DÖNÜP DÖNÜP DUVARA ÇARPMAK...
Bir insan olarak hemen her fırsatta mutluluk ararsın.
Ararsın da; tüm çabalarına rağmen bulamazsın.
Çözümü, yanlış sorularla ararsın çünkü...
“Niye ben mutlu olamıyorum?”
Ya da...
“Niye beni kimse anlamıyor?”
Görüldüğü gibi bu iki soru birinci dereceden akraba gibi...
Akraba olmaları kısır döngüyü engellemez.
Yanlış olduğu gerçeğini engelleyemediği gibi...
Çaresi yok...
“Bu kafayla” dönüp dönüp aynı duvara çarpacaksın.
Bu çarpma esnasında şansın yüzde elli...
Olur ki; aklın başına gelir.
Zaten olmadıysa, azim ve ısrarla kafanı parçalara ayırmaya devam edeceksin...
Oysa; şöyle sorabilseydin keşke...
“Mutlu olmak için neyi, nasıl yapıyorum?”

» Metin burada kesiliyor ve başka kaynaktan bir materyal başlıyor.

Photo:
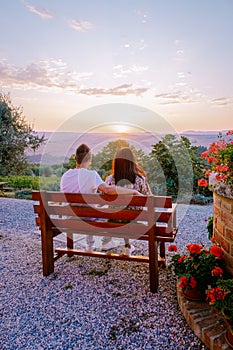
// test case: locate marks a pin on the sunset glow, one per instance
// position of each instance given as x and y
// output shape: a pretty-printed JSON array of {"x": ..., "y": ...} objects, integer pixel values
[{"x": 69, "y": 57}]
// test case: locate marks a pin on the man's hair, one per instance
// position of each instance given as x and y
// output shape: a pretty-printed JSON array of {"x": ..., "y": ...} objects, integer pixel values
[{"x": 83, "y": 154}]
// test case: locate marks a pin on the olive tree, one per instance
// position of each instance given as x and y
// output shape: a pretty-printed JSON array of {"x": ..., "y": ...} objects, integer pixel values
[{"x": 16, "y": 136}]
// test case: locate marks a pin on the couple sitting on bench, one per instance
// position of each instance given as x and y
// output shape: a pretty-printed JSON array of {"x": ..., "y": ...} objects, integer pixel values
[{"x": 126, "y": 178}]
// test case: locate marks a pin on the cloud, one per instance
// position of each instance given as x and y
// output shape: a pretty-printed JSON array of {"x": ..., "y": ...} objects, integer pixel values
[
  {"x": 55, "y": 74},
  {"x": 135, "y": 46},
  {"x": 143, "y": 16},
  {"x": 221, "y": 101},
  {"x": 80, "y": 26},
  {"x": 43, "y": 74},
  {"x": 122, "y": 90},
  {"x": 41, "y": 12},
  {"x": 175, "y": 97},
  {"x": 120, "y": 70}
]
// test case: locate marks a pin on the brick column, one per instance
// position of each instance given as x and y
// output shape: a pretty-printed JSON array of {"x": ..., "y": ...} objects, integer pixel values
[{"x": 223, "y": 227}]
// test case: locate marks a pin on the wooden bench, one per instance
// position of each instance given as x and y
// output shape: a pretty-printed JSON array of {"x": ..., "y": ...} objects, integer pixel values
[
  {"x": 153, "y": 220},
  {"x": 2, "y": 184}
]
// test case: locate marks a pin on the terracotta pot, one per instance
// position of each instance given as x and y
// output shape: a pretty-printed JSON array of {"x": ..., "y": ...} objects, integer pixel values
[
  {"x": 229, "y": 334},
  {"x": 194, "y": 294}
]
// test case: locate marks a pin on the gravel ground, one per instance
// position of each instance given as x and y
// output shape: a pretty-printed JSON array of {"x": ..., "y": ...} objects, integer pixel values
[{"x": 88, "y": 303}]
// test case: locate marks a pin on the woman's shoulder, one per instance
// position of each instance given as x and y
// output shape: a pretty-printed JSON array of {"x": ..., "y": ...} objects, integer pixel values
[
  {"x": 140, "y": 178},
  {"x": 110, "y": 179}
]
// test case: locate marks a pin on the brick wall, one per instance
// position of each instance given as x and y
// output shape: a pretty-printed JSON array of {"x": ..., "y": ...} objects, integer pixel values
[{"x": 223, "y": 227}]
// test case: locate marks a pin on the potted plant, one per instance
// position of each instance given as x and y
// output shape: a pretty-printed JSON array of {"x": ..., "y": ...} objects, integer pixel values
[
  {"x": 220, "y": 299},
  {"x": 197, "y": 270}
]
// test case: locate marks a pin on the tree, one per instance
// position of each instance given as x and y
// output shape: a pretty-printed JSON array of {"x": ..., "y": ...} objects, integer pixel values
[
  {"x": 174, "y": 162},
  {"x": 16, "y": 136}
]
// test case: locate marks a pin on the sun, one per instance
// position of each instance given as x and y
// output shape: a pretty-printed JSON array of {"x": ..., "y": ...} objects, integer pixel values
[{"x": 121, "y": 128}]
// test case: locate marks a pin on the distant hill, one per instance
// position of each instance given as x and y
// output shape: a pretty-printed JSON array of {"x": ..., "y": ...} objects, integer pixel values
[{"x": 61, "y": 145}]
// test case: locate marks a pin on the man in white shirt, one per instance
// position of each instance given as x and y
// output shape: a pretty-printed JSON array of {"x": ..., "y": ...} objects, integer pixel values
[{"x": 83, "y": 180}]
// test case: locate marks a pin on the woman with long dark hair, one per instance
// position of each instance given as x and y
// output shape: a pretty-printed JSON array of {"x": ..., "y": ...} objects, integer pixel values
[{"x": 127, "y": 173}]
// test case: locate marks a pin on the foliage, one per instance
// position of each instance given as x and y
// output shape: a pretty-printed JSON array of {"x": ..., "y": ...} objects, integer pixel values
[
  {"x": 220, "y": 299},
  {"x": 200, "y": 268},
  {"x": 209, "y": 226},
  {"x": 16, "y": 136},
  {"x": 220, "y": 159},
  {"x": 32, "y": 182},
  {"x": 19, "y": 182},
  {"x": 174, "y": 161}
]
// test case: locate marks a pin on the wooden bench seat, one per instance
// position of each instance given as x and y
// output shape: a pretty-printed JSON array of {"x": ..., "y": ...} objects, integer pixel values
[{"x": 147, "y": 218}]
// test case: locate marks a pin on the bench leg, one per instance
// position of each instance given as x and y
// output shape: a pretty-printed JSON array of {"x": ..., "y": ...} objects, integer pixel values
[
  {"x": 70, "y": 243},
  {"x": 47, "y": 253},
  {"x": 153, "y": 265},
  {"x": 162, "y": 250}
]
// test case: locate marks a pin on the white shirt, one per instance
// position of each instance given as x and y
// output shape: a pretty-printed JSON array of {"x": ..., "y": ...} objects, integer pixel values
[{"x": 80, "y": 180}]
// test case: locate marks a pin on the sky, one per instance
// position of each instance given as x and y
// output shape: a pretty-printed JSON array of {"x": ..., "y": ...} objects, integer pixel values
[{"x": 170, "y": 58}]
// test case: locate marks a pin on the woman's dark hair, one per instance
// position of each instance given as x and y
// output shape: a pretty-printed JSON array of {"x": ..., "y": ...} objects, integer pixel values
[
  {"x": 83, "y": 154},
  {"x": 125, "y": 168}
]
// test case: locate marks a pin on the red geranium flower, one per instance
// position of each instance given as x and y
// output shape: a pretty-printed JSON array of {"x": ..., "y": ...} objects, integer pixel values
[
  {"x": 203, "y": 182},
  {"x": 216, "y": 251},
  {"x": 194, "y": 248},
  {"x": 217, "y": 271},
  {"x": 192, "y": 282},
  {"x": 181, "y": 258},
  {"x": 172, "y": 248},
  {"x": 216, "y": 294}
]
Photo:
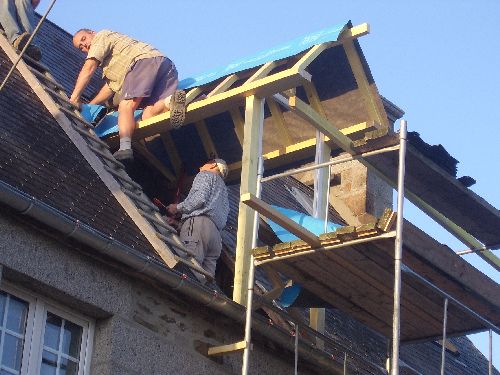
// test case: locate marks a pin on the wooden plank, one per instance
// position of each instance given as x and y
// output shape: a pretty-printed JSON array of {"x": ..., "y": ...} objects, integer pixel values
[
  {"x": 227, "y": 349},
  {"x": 302, "y": 272},
  {"x": 360, "y": 263},
  {"x": 444, "y": 206},
  {"x": 252, "y": 149},
  {"x": 279, "y": 122},
  {"x": 213, "y": 105},
  {"x": 266, "y": 210},
  {"x": 206, "y": 139},
  {"x": 224, "y": 85},
  {"x": 372, "y": 101}
]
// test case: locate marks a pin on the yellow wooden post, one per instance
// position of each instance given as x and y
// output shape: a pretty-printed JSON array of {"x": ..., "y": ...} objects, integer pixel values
[
  {"x": 321, "y": 196},
  {"x": 252, "y": 149}
]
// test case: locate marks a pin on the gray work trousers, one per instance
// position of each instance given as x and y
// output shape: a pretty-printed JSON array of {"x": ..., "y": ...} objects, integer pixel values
[
  {"x": 16, "y": 17},
  {"x": 201, "y": 237}
]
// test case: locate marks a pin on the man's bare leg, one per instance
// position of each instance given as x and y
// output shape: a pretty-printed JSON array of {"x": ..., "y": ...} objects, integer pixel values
[
  {"x": 155, "y": 109},
  {"x": 126, "y": 127}
]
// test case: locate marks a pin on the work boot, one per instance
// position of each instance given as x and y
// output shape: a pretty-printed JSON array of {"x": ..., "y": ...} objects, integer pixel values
[
  {"x": 21, "y": 41},
  {"x": 124, "y": 155},
  {"x": 177, "y": 109}
]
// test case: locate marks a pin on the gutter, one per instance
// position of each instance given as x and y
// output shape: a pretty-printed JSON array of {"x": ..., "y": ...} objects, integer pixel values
[{"x": 75, "y": 229}]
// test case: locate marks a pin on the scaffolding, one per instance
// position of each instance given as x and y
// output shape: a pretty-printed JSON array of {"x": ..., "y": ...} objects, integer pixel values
[
  {"x": 262, "y": 209},
  {"x": 272, "y": 81}
]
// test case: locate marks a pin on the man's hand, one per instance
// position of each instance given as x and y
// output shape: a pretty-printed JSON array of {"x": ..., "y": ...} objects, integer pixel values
[
  {"x": 86, "y": 73},
  {"x": 172, "y": 209},
  {"x": 76, "y": 102}
]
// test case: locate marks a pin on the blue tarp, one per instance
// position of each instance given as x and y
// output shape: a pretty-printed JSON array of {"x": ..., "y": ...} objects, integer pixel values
[
  {"x": 109, "y": 124},
  {"x": 282, "y": 51}
]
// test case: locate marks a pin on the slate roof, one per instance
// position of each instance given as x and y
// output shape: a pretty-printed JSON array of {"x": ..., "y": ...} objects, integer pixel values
[{"x": 37, "y": 158}]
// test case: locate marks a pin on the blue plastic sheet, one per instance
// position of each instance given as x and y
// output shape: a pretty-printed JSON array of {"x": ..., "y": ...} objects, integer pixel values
[
  {"x": 312, "y": 224},
  {"x": 316, "y": 226}
]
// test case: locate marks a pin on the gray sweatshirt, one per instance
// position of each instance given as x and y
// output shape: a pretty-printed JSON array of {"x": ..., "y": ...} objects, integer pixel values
[{"x": 207, "y": 197}]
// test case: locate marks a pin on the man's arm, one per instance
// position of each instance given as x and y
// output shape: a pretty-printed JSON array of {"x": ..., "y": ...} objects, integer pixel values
[
  {"x": 88, "y": 69},
  {"x": 104, "y": 94}
]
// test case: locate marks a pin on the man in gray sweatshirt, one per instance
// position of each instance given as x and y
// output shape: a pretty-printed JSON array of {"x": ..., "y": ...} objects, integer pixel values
[{"x": 204, "y": 214}]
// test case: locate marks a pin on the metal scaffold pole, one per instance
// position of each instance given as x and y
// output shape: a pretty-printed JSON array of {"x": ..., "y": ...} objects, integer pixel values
[
  {"x": 27, "y": 45},
  {"x": 251, "y": 278},
  {"x": 398, "y": 252},
  {"x": 443, "y": 343}
]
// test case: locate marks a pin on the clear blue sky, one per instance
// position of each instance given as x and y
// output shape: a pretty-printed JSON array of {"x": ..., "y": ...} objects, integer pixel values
[{"x": 437, "y": 60}]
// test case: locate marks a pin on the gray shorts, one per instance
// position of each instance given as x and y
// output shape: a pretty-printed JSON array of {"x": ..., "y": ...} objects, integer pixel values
[
  {"x": 201, "y": 236},
  {"x": 152, "y": 79}
]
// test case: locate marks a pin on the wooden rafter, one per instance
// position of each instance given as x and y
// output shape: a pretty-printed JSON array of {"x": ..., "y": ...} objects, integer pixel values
[
  {"x": 206, "y": 139},
  {"x": 372, "y": 100},
  {"x": 299, "y": 150},
  {"x": 141, "y": 148},
  {"x": 267, "y": 211},
  {"x": 224, "y": 85},
  {"x": 173, "y": 154},
  {"x": 239, "y": 123},
  {"x": 221, "y": 102}
]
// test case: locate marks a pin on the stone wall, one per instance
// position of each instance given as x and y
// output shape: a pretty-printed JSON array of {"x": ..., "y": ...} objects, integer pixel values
[{"x": 140, "y": 328}]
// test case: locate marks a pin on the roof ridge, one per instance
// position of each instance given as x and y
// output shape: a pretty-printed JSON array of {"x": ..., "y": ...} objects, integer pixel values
[{"x": 112, "y": 173}]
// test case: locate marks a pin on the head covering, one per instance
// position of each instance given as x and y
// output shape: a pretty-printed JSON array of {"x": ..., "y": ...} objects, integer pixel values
[{"x": 221, "y": 164}]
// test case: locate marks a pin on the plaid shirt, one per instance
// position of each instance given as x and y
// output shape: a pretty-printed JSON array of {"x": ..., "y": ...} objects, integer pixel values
[{"x": 116, "y": 53}]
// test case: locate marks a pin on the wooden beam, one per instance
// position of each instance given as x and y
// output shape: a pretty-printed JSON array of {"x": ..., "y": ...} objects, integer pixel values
[
  {"x": 224, "y": 85},
  {"x": 321, "y": 196},
  {"x": 267, "y": 211},
  {"x": 263, "y": 71},
  {"x": 206, "y": 139},
  {"x": 306, "y": 112},
  {"x": 315, "y": 51},
  {"x": 213, "y": 105},
  {"x": 371, "y": 98},
  {"x": 227, "y": 349},
  {"x": 279, "y": 121},
  {"x": 192, "y": 94},
  {"x": 252, "y": 149},
  {"x": 239, "y": 123}
]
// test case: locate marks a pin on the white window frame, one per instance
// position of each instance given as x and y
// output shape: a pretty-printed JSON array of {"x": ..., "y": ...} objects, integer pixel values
[{"x": 35, "y": 329}]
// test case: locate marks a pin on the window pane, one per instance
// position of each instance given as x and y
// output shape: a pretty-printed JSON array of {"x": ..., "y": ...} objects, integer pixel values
[
  {"x": 72, "y": 338},
  {"x": 52, "y": 331},
  {"x": 68, "y": 367},
  {"x": 12, "y": 352},
  {"x": 16, "y": 316},
  {"x": 49, "y": 363}
]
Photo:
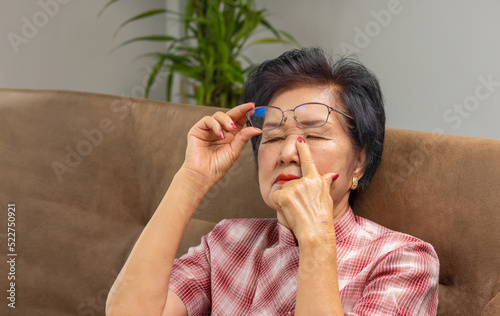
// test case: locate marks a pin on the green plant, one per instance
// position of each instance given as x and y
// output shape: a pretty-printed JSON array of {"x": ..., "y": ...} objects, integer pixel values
[{"x": 210, "y": 56}]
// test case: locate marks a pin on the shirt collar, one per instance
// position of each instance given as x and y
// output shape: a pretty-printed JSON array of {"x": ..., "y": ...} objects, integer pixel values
[{"x": 344, "y": 226}]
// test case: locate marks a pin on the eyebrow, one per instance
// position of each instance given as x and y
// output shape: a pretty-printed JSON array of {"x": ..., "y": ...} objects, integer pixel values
[{"x": 270, "y": 124}]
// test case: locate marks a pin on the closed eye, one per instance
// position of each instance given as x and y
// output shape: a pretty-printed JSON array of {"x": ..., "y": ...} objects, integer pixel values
[{"x": 314, "y": 137}]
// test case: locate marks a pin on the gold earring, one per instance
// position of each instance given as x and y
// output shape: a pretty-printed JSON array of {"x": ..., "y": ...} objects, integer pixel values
[{"x": 354, "y": 183}]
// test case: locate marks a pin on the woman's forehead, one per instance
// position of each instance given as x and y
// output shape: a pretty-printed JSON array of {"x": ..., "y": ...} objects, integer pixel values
[{"x": 291, "y": 98}]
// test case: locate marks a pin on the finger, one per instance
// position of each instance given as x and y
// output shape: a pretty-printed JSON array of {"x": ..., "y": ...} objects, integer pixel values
[
  {"x": 307, "y": 164},
  {"x": 225, "y": 121},
  {"x": 242, "y": 137},
  {"x": 210, "y": 123},
  {"x": 238, "y": 114}
]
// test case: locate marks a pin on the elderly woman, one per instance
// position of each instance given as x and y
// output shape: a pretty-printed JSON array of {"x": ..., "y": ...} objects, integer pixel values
[{"x": 317, "y": 129}]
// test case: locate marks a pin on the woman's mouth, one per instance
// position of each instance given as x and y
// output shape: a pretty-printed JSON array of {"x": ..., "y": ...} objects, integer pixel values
[{"x": 284, "y": 178}]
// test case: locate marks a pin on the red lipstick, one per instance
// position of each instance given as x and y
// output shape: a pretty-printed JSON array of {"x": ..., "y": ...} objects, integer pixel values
[{"x": 283, "y": 178}]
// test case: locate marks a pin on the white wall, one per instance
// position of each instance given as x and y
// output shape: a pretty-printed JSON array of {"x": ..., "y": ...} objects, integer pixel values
[
  {"x": 70, "y": 47},
  {"x": 429, "y": 56}
]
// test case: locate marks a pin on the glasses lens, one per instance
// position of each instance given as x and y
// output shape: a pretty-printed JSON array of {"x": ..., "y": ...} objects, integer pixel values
[
  {"x": 312, "y": 114},
  {"x": 265, "y": 118}
]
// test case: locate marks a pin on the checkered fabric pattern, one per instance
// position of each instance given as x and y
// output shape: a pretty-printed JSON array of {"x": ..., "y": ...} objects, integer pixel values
[{"x": 250, "y": 267}]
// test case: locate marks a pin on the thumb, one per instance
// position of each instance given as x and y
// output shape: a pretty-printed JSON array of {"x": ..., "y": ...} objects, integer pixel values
[
  {"x": 329, "y": 178},
  {"x": 242, "y": 137}
]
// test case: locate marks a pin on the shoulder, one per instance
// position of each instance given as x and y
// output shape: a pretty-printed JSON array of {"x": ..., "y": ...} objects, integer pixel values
[
  {"x": 246, "y": 230},
  {"x": 389, "y": 243}
]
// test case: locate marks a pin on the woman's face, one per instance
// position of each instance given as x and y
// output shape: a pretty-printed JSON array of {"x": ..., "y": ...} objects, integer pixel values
[{"x": 330, "y": 147}]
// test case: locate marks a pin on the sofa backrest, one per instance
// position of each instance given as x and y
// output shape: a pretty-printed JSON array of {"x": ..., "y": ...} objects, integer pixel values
[{"x": 87, "y": 171}]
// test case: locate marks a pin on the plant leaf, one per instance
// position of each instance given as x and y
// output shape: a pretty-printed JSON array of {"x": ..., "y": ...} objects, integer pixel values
[
  {"x": 152, "y": 38},
  {"x": 153, "y": 75}
]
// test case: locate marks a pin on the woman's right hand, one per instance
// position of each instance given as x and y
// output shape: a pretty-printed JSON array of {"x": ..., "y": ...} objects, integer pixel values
[{"x": 215, "y": 142}]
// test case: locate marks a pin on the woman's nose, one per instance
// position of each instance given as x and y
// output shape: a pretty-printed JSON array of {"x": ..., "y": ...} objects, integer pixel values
[{"x": 289, "y": 153}]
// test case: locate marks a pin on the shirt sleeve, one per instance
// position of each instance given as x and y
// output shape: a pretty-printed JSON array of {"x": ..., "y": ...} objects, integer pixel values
[
  {"x": 191, "y": 278},
  {"x": 404, "y": 282}
]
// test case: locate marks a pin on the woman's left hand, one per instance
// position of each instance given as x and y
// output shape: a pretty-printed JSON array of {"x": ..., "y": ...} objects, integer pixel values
[{"x": 306, "y": 202}]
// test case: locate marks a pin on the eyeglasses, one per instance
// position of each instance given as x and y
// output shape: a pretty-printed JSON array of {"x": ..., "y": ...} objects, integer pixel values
[{"x": 311, "y": 114}]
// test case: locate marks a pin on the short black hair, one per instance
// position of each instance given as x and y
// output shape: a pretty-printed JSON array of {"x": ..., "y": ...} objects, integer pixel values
[{"x": 356, "y": 86}]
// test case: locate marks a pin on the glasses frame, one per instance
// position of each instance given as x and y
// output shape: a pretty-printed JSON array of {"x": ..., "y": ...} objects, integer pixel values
[{"x": 283, "y": 117}]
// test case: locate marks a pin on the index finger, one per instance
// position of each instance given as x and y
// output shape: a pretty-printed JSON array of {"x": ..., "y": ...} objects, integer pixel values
[
  {"x": 239, "y": 112},
  {"x": 307, "y": 164}
]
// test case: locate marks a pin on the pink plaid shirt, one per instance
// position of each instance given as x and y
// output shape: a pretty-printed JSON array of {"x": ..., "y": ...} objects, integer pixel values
[{"x": 250, "y": 267}]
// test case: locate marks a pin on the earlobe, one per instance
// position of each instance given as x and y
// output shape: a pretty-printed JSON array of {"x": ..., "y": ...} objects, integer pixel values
[{"x": 359, "y": 171}]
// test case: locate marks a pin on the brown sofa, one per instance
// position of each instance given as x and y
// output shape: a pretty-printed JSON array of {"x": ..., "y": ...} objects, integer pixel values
[{"x": 86, "y": 172}]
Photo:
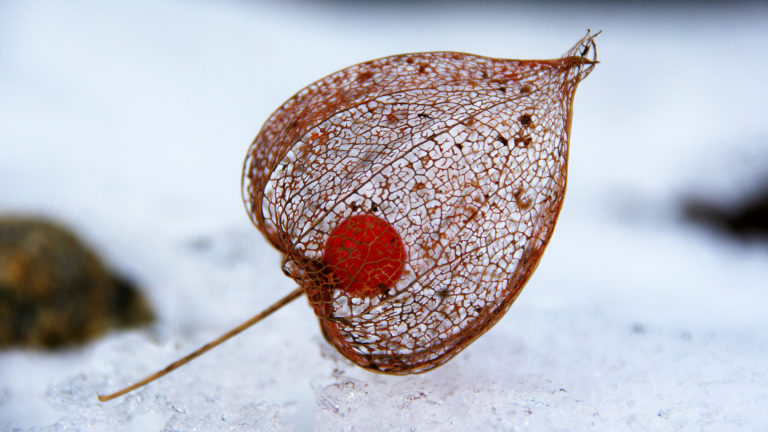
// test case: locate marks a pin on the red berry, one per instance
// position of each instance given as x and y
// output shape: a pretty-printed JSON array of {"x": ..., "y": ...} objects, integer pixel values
[{"x": 365, "y": 255}]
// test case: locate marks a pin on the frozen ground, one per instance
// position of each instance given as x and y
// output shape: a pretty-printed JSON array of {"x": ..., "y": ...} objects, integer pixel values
[{"x": 129, "y": 122}]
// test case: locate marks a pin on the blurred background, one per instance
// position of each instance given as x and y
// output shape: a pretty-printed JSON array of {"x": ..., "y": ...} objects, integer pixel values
[{"x": 129, "y": 121}]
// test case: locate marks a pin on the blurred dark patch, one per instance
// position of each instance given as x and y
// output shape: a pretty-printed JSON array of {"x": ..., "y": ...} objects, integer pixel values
[
  {"x": 54, "y": 291},
  {"x": 744, "y": 220}
]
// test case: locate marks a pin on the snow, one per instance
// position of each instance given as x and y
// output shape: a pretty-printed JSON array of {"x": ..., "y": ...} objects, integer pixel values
[{"x": 130, "y": 121}]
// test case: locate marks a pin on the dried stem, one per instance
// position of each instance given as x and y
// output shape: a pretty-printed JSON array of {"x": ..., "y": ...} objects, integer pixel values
[{"x": 181, "y": 362}]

Akraba soru da şu olabilir pekala...
“Ben, başkalarını ne kadar anlıyorum?”
Bu adresten gidebilsen, belki de önüne yeni ve değişik ufuklar çıkacak...
Vermeden almaya çalışıyorsun.
Anla artık... Bu böyle olmaz.
Niye mutlu olamadığını sormak; kendini sorgulamaktan ve hatalarınla yüzleşmekten kaçıştır.
İlave olarak; “ego-enaniyet” bataklığında çırpınmaktır.
Eminim; “Ben, başkalarının mutluluğu için ne yapıyorum?” sorusunu hiç sormadın.
Çünkü o esnada hep kendini düşünüyordun.
Şurası o kadar açık ki; bu güne kadar seni “ kendin” perdeledin...
Bu durumdayken, etrafta her ne arıyorsan hiç bir zaman bulamayacaksın.
Gelelim ikinci skandala...
İstedin ki; insanlar seni anlasın.
Bu istek ve beklentiyle yıllarını harcadın...
Oysa tıpkı senin gibi anlaşılmayı bekleyen yığınla insan var.
Zira anlaşılmayı beklemek işin en kolayı...
En kolayı olduğu gibi, en çetrefillisi de bu...
Belki de kolay olduğu için çözümsüz...
Zor olanı denemeye ne dersin?
İşe önce başkalarını anlamaya çalışarak başlamak...
Kendini başkalarının yerine koymak...
Onlar gibi olmadan, onlar gibi düşünebilmek...
Yani empati...
Eğer amacın iyi niyetle, samimi bir çıkış aramaksa başlayacağın nokta burası...
Bak bakalım, o zaman neler oluyor?!
Yok eğer; “Ben bunu başaramam, bu çok zor” diyeceksen...
Köşene çekil ve dipsiz kuyularda “umut” ve “çıkış” aramaya devam et...
Nasıl olsa eczaneler, depresyon ilaçlarıyla dolu...
Yine de kulağına küpe olsun:
Ekmeden biçemezsin...
Zoru ihmal edip kolayı seçerek, yanlış sorularına doğru cevaplar bulamazsın.
Veee...
Empatik olmak varken, antipatik olarak öylece kalakalırsın.